Simon Barthelmé (GIPSA-lab, CNRS)
There are several ways of doing things in parallel with imager. One of them is to use of R’s many packages for doing things in parallel (parallel, futures, etc.). The other one is to take advantage of CImg’s ative use of OpenMP.
Parallelising from R is very easy (provided that what you want to do actually parallelises). Something that does parallelise easily is to run the same operations on different images, or on different image channels.
library(imager)
## Loading required package: magrittr
##
## Attaching package: 'imager'
## The following object is masked from 'package:magrittr':
##
## add
## The following objects are masked from 'package:stats':
##
## convolve, spectrum
## The following object is masked from 'package:graphics':
##
## frame
## The following object is masked from 'package:base':
##
## save.image
library(parallel)
#A really big image
im <- boats %>% imresize(8)
#Rank pixels in each image channel
#Serial version
fun <- function() imsplit(im,"c") %>% lapply(rank)
system.time(fun())
## user system elapsed
## 8.004 0.219 8.230
#Parallel version: use mclapply
fun.par <- function() imsplit(im,"c") %>% mclapply(rank,mc.cores=2)
system.time(fun.par())
## user system elapsed
## 2.800 0.369 5.955
Many CImg operations are parallelised natively. The parallelisation is optional and is only activated starting from a certain image size. The speed-ups are sublinear, meaning that unless your image is gigantic you won’t gain much from throwing 200 cores at a problem.

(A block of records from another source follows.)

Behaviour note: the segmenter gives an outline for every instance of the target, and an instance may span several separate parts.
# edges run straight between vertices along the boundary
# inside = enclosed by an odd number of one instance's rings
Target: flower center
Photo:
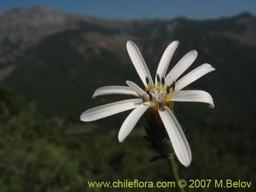
[[[169,86],[166,86],[164,77],[161,77],[161,80],[158,74],[157,74],[157,81],[154,87],[152,88],[150,84],[148,78],[146,77],[146,82],[147,88],[146,88],[146,95],[143,94],[141,96],[143,102],[150,102],[156,104],[152,108],[157,108],[160,111],[163,111],[163,106],[167,106],[172,109],[173,101],[168,101],[170,99],[170,94],[175,91],[176,80]]]

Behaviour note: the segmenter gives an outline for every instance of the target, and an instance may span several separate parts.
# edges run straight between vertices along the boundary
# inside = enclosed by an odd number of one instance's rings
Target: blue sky
[[[0,11],[41,5],[66,12],[106,18],[217,18],[249,11],[256,14],[253,0],[0,0]]]

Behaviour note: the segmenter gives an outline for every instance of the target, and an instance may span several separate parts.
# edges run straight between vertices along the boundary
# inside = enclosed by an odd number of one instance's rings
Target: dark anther
[[[160,77],[159,77],[159,74],[158,73],[157,74],[157,79],[158,82],[160,82]]]
[[[166,87],[166,93],[168,94],[170,93],[170,87],[169,86],[167,86]]]
[[[164,80],[164,77],[162,77],[162,84],[163,86],[164,86],[165,83],[165,81]]]
[[[159,105],[159,109],[162,111],[163,109],[163,104],[162,104],[162,102],[158,102],[158,105]]]
[[[175,84],[176,83],[176,80],[174,80],[174,82],[173,82],[173,91],[174,90],[174,89],[175,89]]]
[[[153,97],[152,96],[152,94],[151,93],[150,93],[150,100],[151,101],[152,101],[153,100]]]
[[[141,96],[141,97],[142,97],[142,101],[143,101],[143,103],[144,103],[145,102],[146,102],[146,98],[145,97],[145,95],[142,95]]]

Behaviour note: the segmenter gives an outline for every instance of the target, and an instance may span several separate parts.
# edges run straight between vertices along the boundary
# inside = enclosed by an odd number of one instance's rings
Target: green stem
[[[176,162],[175,162],[175,159],[174,159],[174,156],[173,154],[170,154],[169,157],[167,158],[167,161],[168,162],[168,164],[170,168],[170,170],[173,172],[174,175],[174,178],[176,180],[176,184],[180,181],[180,177],[179,176],[179,174],[178,173],[178,169],[176,165]],[[179,186],[180,192],[185,192],[185,189],[184,188],[180,187]]]

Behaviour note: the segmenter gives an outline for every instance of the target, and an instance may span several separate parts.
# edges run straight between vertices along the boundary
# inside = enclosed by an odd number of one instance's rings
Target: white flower
[[[91,121],[125,111],[135,109],[123,122],[118,134],[120,142],[132,131],[140,118],[148,109],[159,113],[165,127],[177,157],[185,166],[190,165],[191,154],[188,143],[180,124],[172,110],[174,101],[196,101],[209,103],[214,107],[210,95],[203,91],[180,91],[206,74],[215,70],[210,65],[205,63],[194,69],[176,82],[180,76],[192,64],[197,56],[196,51],[186,54],[165,75],[170,60],[179,44],[172,42],[161,58],[156,72],[155,83],[143,58],[136,45],[131,41],[126,44],[131,59],[145,86],[144,90],[135,83],[126,81],[128,87],[108,86],[97,89],[92,98],[103,95],[126,94],[138,98],[129,99],[105,104],[83,112],[80,120]]]

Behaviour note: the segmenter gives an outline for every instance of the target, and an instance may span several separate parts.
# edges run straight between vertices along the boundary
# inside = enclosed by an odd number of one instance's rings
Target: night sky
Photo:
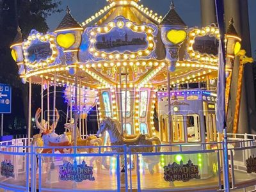
[[[256,49],[256,1],[248,0],[252,41],[252,51]],[[164,16],[169,10],[170,0],[141,0],[141,3],[154,12]],[[201,27],[200,0],[174,0],[175,9],[189,28]],[[71,14],[80,23],[108,4],[106,0],[62,0],[61,8],[66,9],[67,5]],[[47,18],[50,31],[52,31],[61,22],[65,12],[53,14]]]

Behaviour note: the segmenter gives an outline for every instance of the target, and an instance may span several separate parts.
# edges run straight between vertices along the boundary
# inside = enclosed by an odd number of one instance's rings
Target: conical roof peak
[[[63,29],[67,29],[71,28],[81,28],[83,29],[82,26],[70,14],[70,10],[68,6],[67,6],[66,15],[60,23],[55,31]]]
[[[234,24],[233,17],[231,17],[231,19],[229,21],[229,25],[227,29],[227,35],[234,35],[238,36],[239,35],[237,34],[237,32],[236,32],[236,30],[234,27],[233,24]]]
[[[161,25],[168,25],[168,26],[179,26],[186,27],[186,24],[180,18],[179,14],[176,12],[175,6],[174,6],[173,1],[171,2],[170,6],[170,10],[166,15],[164,17],[162,21],[160,22]]]

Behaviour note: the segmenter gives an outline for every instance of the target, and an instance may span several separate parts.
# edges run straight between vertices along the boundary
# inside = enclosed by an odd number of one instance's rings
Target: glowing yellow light
[[[168,40],[173,44],[183,42],[187,37],[187,33],[184,30],[170,30],[167,33]]]
[[[124,27],[124,22],[118,21],[117,22],[117,26],[118,26],[119,28],[122,28]]]
[[[70,33],[60,34],[57,36],[58,44],[65,49],[70,47],[76,42],[75,36]]]
[[[241,44],[239,42],[237,42],[235,44],[235,47],[234,47],[234,53],[236,55],[241,49]]]
[[[13,60],[17,61],[17,59],[18,58],[18,56],[17,56],[16,51],[14,50],[14,49],[12,49],[11,54],[12,54],[12,58],[13,59]]]

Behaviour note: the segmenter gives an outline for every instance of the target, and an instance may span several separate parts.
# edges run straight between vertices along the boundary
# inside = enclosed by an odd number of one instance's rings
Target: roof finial
[[[67,6],[66,12],[68,14],[70,13],[70,10],[69,9],[68,6]]]
[[[170,8],[171,8],[171,10],[174,10],[174,8],[175,8],[173,1],[171,2],[171,5],[170,6]]]
[[[230,24],[234,24],[234,20],[233,17],[231,17],[230,20],[229,21]]]

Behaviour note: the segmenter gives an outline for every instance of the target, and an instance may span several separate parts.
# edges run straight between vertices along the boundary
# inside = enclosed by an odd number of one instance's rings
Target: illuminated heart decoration
[[[13,59],[13,60],[17,61],[17,59],[18,58],[18,56],[17,55],[16,51],[15,51],[14,49],[12,49],[11,54],[12,54],[12,58]]]
[[[183,30],[172,29],[167,33],[168,40],[173,44],[179,44],[186,40],[187,33]]]
[[[237,42],[235,44],[235,47],[234,47],[234,53],[236,55],[241,49],[241,44],[239,42]]]
[[[60,46],[65,49],[68,49],[73,45],[73,44],[75,43],[76,38],[73,34],[68,33],[66,34],[60,34],[58,35],[56,41]]]

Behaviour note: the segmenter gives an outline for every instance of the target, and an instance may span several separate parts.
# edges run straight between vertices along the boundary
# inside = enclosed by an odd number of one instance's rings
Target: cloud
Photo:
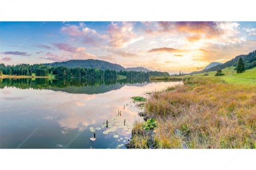
[[[194,42],[200,40],[202,37],[200,36],[194,35],[187,37],[186,38],[189,42]]]
[[[98,58],[99,60],[103,60],[110,62],[116,62],[116,57],[114,55],[106,55],[105,56],[99,56],[98,57]]]
[[[97,45],[105,40],[108,36],[101,35],[95,30],[86,27],[85,25],[80,23],[79,26],[67,25],[60,29],[64,34],[72,37],[75,40],[80,40],[83,43]]]
[[[137,55],[135,54],[127,52],[124,51],[112,51],[112,52],[114,54],[116,54],[119,56],[121,56],[123,57],[136,57]]]
[[[96,56],[95,55],[86,53],[74,54],[71,56],[71,59],[75,60],[89,59],[94,59],[96,58]]]
[[[5,52],[2,53],[3,54],[5,55],[16,55],[16,56],[30,56],[31,54],[29,54],[27,52]]]
[[[202,70],[204,67],[203,66],[202,67],[197,67],[196,69],[197,70]]]
[[[147,26],[146,32],[151,34],[161,33],[175,32],[203,34],[207,35],[217,35],[222,33],[222,30],[215,22],[166,22],[161,21]],[[153,27],[153,28],[152,28]]]
[[[256,36],[256,29],[243,28],[243,30],[248,33],[249,35]]]
[[[5,57],[2,59],[3,61],[9,61],[12,60],[11,57]]]
[[[203,49],[203,48],[200,48],[199,50],[202,52],[204,52],[204,53],[207,53],[208,52],[208,51],[207,51],[206,50],[205,50],[205,49]]]
[[[108,32],[110,37],[110,44],[114,48],[122,48],[138,41],[143,39],[143,36],[140,36],[134,31],[134,26],[132,22],[112,22],[109,26]]]
[[[24,100],[28,98],[27,96],[18,96],[18,97],[6,97],[4,99],[8,101],[21,101]]]
[[[175,49],[169,47],[161,47],[158,48],[153,48],[148,51],[148,53],[156,53],[156,52],[167,52],[167,53],[176,53],[176,52],[183,52],[183,51],[181,50]]]
[[[48,57],[41,57],[40,58],[42,59],[46,59],[46,60],[48,60],[50,61],[64,61],[65,60],[63,59],[62,58],[59,57],[59,56],[53,54],[52,53],[51,53],[50,52],[48,52],[46,53],[46,56]]]
[[[59,50],[64,50],[66,52],[74,53],[76,52],[76,48],[72,45],[69,45],[65,43],[59,43],[53,44]]]
[[[35,45],[35,46],[38,47],[38,48],[45,48],[47,50],[53,50],[52,46],[48,45],[44,45],[44,44],[37,44]]]

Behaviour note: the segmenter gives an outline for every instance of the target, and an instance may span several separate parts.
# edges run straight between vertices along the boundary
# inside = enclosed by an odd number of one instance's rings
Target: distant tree
[[[244,61],[242,58],[239,59],[238,62],[238,66],[237,67],[237,73],[241,73],[245,70]]]

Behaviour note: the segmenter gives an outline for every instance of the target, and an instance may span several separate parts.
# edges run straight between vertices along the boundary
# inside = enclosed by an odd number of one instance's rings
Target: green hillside
[[[202,73],[205,71],[216,71],[218,69],[224,69],[230,66],[236,66],[237,65],[238,61],[240,58],[242,58],[244,63],[245,69],[250,69],[256,66],[256,50],[254,51],[247,55],[242,55],[236,57],[234,58],[231,60],[227,61],[225,63],[221,65],[218,65],[217,66],[211,67],[209,69],[202,70],[198,71],[194,71],[191,74],[196,74],[199,73]]]
[[[229,67],[222,69],[222,72],[225,74],[224,76],[219,76],[219,78],[224,80],[229,83],[248,84],[256,85],[256,67],[246,70],[244,72],[237,74],[234,69],[235,67]],[[186,75],[184,77],[200,77],[200,78],[216,78],[214,76],[217,71],[205,72],[193,75],[193,76]],[[205,73],[208,73],[208,76],[204,76]]]
[[[110,69],[115,70],[124,70],[122,66],[110,63],[108,61],[88,59],[88,60],[71,60],[63,62],[55,62],[52,63],[44,64],[45,65],[51,66],[66,66],[69,68],[93,68],[101,70]]]

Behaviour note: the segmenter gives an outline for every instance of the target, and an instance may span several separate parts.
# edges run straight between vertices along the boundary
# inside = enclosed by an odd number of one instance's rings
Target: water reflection
[[[133,123],[141,119],[131,97],[180,83],[2,80],[1,148],[125,148]]]
[[[141,79],[4,79],[0,88],[15,87],[22,89],[51,89],[70,93],[98,94],[120,89],[125,85],[144,86],[149,80]]]

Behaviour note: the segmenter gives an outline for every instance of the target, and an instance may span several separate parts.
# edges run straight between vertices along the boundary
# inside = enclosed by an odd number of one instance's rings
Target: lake
[[[134,122],[143,121],[131,98],[181,84],[143,79],[0,79],[0,148],[125,149]]]

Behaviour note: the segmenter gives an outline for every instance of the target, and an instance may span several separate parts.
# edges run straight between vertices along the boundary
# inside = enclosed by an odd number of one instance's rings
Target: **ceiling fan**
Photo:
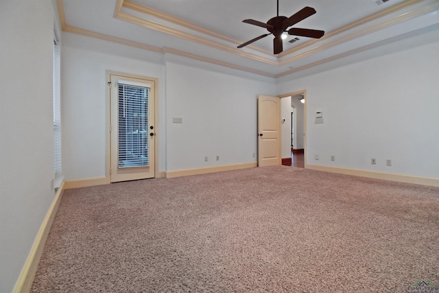
[[[265,38],[267,36],[273,34],[274,39],[273,40],[273,52],[274,54],[278,54],[283,50],[282,45],[282,34],[283,32],[288,32],[289,34],[294,36],[306,36],[308,38],[320,38],[324,34],[324,31],[317,30],[302,29],[298,27],[293,27],[288,30],[286,30],[288,27],[295,25],[304,20],[305,19],[311,16],[316,12],[314,8],[311,7],[305,7],[299,12],[291,16],[289,18],[286,16],[279,16],[279,0],[277,0],[277,16],[273,17],[267,21],[267,23],[261,23],[261,21],[255,21],[254,19],[244,19],[243,23],[250,23],[250,25],[257,25],[261,27],[267,29],[270,34],[265,34],[261,36],[254,38],[248,42],[246,42],[244,44],[239,45],[238,48],[242,48],[246,45],[251,44],[253,42],[256,42],[258,40]]]

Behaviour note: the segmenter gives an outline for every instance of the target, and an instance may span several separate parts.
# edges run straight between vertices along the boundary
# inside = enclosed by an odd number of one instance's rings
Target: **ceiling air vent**
[[[387,1],[389,1],[389,0],[387,0]],[[293,43],[297,42],[299,40],[300,40],[300,38],[292,38],[288,42],[289,42],[289,43],[291,43],[292,44]]]
[[[375,2],[378,5],[381,5],[390,0],[375,0]]]

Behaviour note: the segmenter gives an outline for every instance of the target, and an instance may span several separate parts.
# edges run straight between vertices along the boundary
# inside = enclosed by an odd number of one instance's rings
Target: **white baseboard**
[[[64,189],[71,189],[72,188],[88,187],[90,186],[105,185],[110,184],[109,177],[95,177],[85,179],[77,179],[64,181]]]
[[[166,172],[166,178],[175,178],[185,176],[200,175],[209,173],[220,172],[223,171],[238,170],[240,169],[252,168],[257,166],[258,163],[257,162],[254,162],[235,165],[224,165],[222,166],[208,167],[205,168],[168,171]]]
[[[15,286],[12,290],[13,293],[27,293],[30,291],[34,281],[34,277],[36,272],[38,266],[40,258],[43,254],[43,250],[46,243],[46,239],[49,235],[49,231],[54,222],[54,218],[56,214],[58,205],[62,197],[64,191],[64,183],[61,183],[61,186],[58,189],[55,198],[50,205],[47,213],[40,226],[36,237],[34,241],[32,247],[31,248],[29,255],[26,259],[25,265],[21,270],[19,279],[15,283]]]
[[[439,187],[439,178],[307,164],[307,169]]]

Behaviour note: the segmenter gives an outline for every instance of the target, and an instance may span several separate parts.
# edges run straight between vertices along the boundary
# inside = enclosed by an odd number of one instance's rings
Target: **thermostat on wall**
[[[316,112],[316,124],[322,124],[323,123],[323,112]]]

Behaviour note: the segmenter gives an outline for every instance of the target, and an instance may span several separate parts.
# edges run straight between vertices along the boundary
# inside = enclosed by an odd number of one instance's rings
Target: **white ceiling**
[[[305,6],[317,13],[294,27],[325,31],[319,40],[299,36],[272,54],[272,36],[242,22],[266,23],[276,15],[275,0],[57,0],[63,30],[118,43],[280,77],[409,36],[439,29],[439,0],[279,0],[279,14]],[[133,45],[134,44],[134,45]],[[151,47],[148,47],[151,46]]]

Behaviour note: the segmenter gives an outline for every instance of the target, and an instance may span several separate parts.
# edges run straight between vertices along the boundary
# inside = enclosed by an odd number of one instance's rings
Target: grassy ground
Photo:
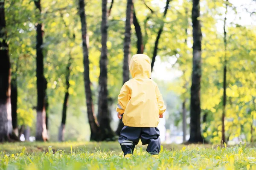
[[[139,145],[126,159],[117,142],[5,143],[0,170],[256,170],[256,149],[245,145],[163,144],[159,160],[145,149]]]

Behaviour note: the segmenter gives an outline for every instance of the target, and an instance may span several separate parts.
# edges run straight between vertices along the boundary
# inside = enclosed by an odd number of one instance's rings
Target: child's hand
[[[121,114],[120,113],[118,113],[117,117],[118,117],[119,119],[120,119],[122,118],[122,114]]]

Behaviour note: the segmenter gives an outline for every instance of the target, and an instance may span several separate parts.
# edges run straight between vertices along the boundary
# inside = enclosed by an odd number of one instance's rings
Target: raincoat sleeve
[[[166,110],[166,108],[164,105],[162,94],[161,94],[160,91],[159,91],[158,87],[157,85],[156,87],[156,94],[157,95],[158,108],[159,108],[159,115],[161,115]]]
[[[131,93],[129,88],[126,83],[121,89],[120,94],[118,95],[118,102],[116,105],[116,110],[120,113],[123,113],[126,108],[126,106],[131,99]]]

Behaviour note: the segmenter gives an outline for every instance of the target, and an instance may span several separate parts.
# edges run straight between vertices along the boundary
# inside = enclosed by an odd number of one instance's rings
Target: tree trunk
[[[141,33],[141,28],[140,23],[137,19],[135,13],[135,8],[134,4],[133,4],[133,23],[135,28],[135,32],[137,36],[137,54],[143,54],[144,52],[144,45],[143,43],[143,37]]]
[[[83,54],[84,56],[84,81],[85,96],[86,96],[86,105],[87,107],[88,119],[91,130],[90,140],[99,141],[99,138],[98,136],[98,133],[99,131],[99,128],[93,109],[93,104],[90,88],[90,70],[89,68],[88,51],[87,42],[86,41],[87,28],[84,0],[79,0],[79,13],[81,25]]]
[[[163,19],[164,19],[164,18],[165,18],[166,17],[166,14],[167,13],[168,8],[169,7],[169,3],[170,3],[170,1],[171,0],[166,0],[166,5],[165,7],[164,11],[163,12]],[[164,24],[164,23],[163,23],[163,23],[161,24],[161,26],[159,28],[159,30],[158,30],[157,36],[157,39],[156,39],[156,41],[155,41],[155,45],[154,47],[154,52],[153,52],[153,57],[152,57],[152,62],[151,63],[151,71],[153,71],[153,68],[154,67],[154,65],[156,60],[156,57],[157,57],[157,50],[158,50],[158,43],[159,42],[159,40],[160,39],[161,34],[162,34],[162,32],[163,32],[163,29]]]
[[[29,137],[30,136],[30,128],[29,127],[27,127],[26,129],[24,131],[24,136],[25,141],[29,141]]]
[[[227,96],[226,95],[226,89],[227,88],[227,56],[226,52],[227,51],[227,32],[226,32],[226,22],[227,20],[227,5],[226,4],[226,11],[225,19],[224,19],[224,26],[223,29],[224,30],[224,68],[223,69],[223,108],[222,115],[221,116],[221,123],[222,125],[222,138],[221,143],[226,142],[226,138],[225,137],[225,115],[226,113],[226,103],[227,102]]]
[[[65,125],[66,125],[66,119],[67,117],[67,102],[69,96],[68,89],[70,85],[69,83],[69,79],[70,75],[71,65],[71,60],[72,60],[71,54],[70,54],[68,63],[67,66],[67,75],[66,76],[66,92],[64,97],[64,102],[63,102],[63,108],[62,109],[62,118],[61,119],[61,123],[59,128],[58,141],[60,142],[64,141],[64,133],[65,132]]]
[[[182,130],[183,130],[183,142],[186,141],[186,99],[182,103]]]
[[[37,8],[41,13],[41,0],[34,1]],[[37,87],[37,121],[35,132],[35,139],[37,141],[46,141],[48,135],[46,127],[46,113],[44,99],[45,97],[45,82],[44,75],[44,56],[43,54],[43,36],[44,31],[42,30],[41,21],[36,25],[36,77]]]
[[[131,26],[133,23],[133,1],[127,0],[126,7],[126,20],[125,21],[125,41],[124,42],[124,61],[123,65],[123,84],[129,80],[129,58],[131,57],[130,53],[131,46]],[[121,130],[124,127],[122,119],[119,122],[116,133],[120,135]]]
[[[110,5],[110,7],[109,7],[109,9],[108,11],[108,17],[109,17],[110,16],[110,14],[111,13],[111,10],[112,9],[113,7],[113,4],[114,3],[114,0],[112,0],[111,1],[111,4]]]
[[[112,139],[114,135],[110,126],[111,118],[108,104],[107,0],[102,0],[102,50],[99,62],[100,73],[99,81],[99,91],[98,119],[99,120],[99,128],[102,130],[102,139],[105,140],[107,139]]]
[[[12,132],[10,58],[5,21],[4,0],[0,1],[0,142],[10,140]]]
[[[200,21],[199,0],[193,0],[193,70],[190,99],[190,137],[189,142],[203,142],[201,127],[200,88],[202,32]]]
[[[13,73],[13,74],[15,74]],[[11,103],[12,104],[12,122],[13,132],[18,136],[19,135],[17,118],[17,76],[14,76],[11,80]]]

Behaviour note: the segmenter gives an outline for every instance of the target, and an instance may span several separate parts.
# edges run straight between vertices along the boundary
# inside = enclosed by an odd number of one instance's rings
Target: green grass
[[[6,143],[0,144],[0,169],[256,169],[256,149],[245,145],[162,147],[159,160],[140,145],[126,159],[117,142]]]

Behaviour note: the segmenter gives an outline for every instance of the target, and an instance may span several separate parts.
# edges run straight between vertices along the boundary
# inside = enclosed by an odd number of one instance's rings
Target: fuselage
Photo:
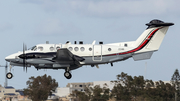
[[[119,54],[132,50],[133,42],[113,43],[113,44],[38,44],[29,50],[25,51],[26,63],[33,66],[49,66],[58,68],[58,64],[51,61],[56,56],[57,50],[67,48],[72,54],[83,57],[84,61],[80,62],[83,65],[96,65],[112,63],[125,60],[132,56],[133,53]],[[5,59],[11,62],[14,66],[23,66],[23,59],[20,58],[23,52],[18,52],[7,56]],[[55,65],[57,64],[57,65]],[[62,63],[64,64],[64,63]],[[60,66],[61,67],[61,66]],[[63,67],[63,66],[62,66]]]

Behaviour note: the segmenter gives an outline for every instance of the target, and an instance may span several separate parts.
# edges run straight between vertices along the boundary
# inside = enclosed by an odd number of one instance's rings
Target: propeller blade
[[[26,69],[26,72],[27,72],[26,53],[25,53],[26,50],[27,50],[27,47],[26,47],[26,45],[23,43],[23,71],[25,71],[25,69]]]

By default OpenMP will grab all the CPU cores it can. To correctly use multiple threads users should set nthreads in cimg.use.openmp. You also need to be careful that this is not higher than the value in the system environment variable OMP_THREAD_LIMIT (this can be checked with Sys.getenv(‘OMP_THREAD_LIMIT’)). The OMP_THREAD_LIMIT thread limit usually needs to be correctly set before launching R, so using Sys.setenv once a session has started is not certain to work.
library(imager)
library(microbenchmark)
#Let's do a big convolution
a <- boats
b <- imnoise(30,30)
fun <- function() convolve(a,b)
#No parallelisation
cimg.use.openmp(nthreads = 1)
## NULL
microbenchmark(fun(),times=15)
## Unit: milliseconds
## expr min lq mean median uq max neval
## fun() 758.5587 770.5574 793.5305 783.0165 816.8524 843.8794 15
#2 cores
cimg.use.openmp(nthreads = 2)
## NULL
microbenchmark(fun(),times=15)
## Unit: milliseconds
## expr min lq mean median uq max neval
## fun() 388.7225 395.259 403.4662 400.2312 405.8684 444.1365 15
#4 cores, etc.
cimg.use.openmp(nthreads = 4)
## NULL
microbenchmark(fun(),times=15)
## Unit: milliseconds
## expr min lq mean median uq max neval
## fun() 199.6942 202.2179 205.0651 204.1085 206.369 217.8173 15
If CImg’s parallelisation doesn’t seem to work on your machine, it’s probably because you compiled the package with Clang, which has patchy support for OpenMP. Recompile using gcc if possible. For macOS check here: https://mac.r-project.org/openmp/
Here’s a simple benchmark: medianblur can be parallelised across image channels. First, the R version using mclapply:
cimg.use.openmp(nthreads = 1)
## NULL
fun.R <- function() imsplit(boats,"c") %>% mclapply(function(v) medianblur(v,50),mc.cores=3)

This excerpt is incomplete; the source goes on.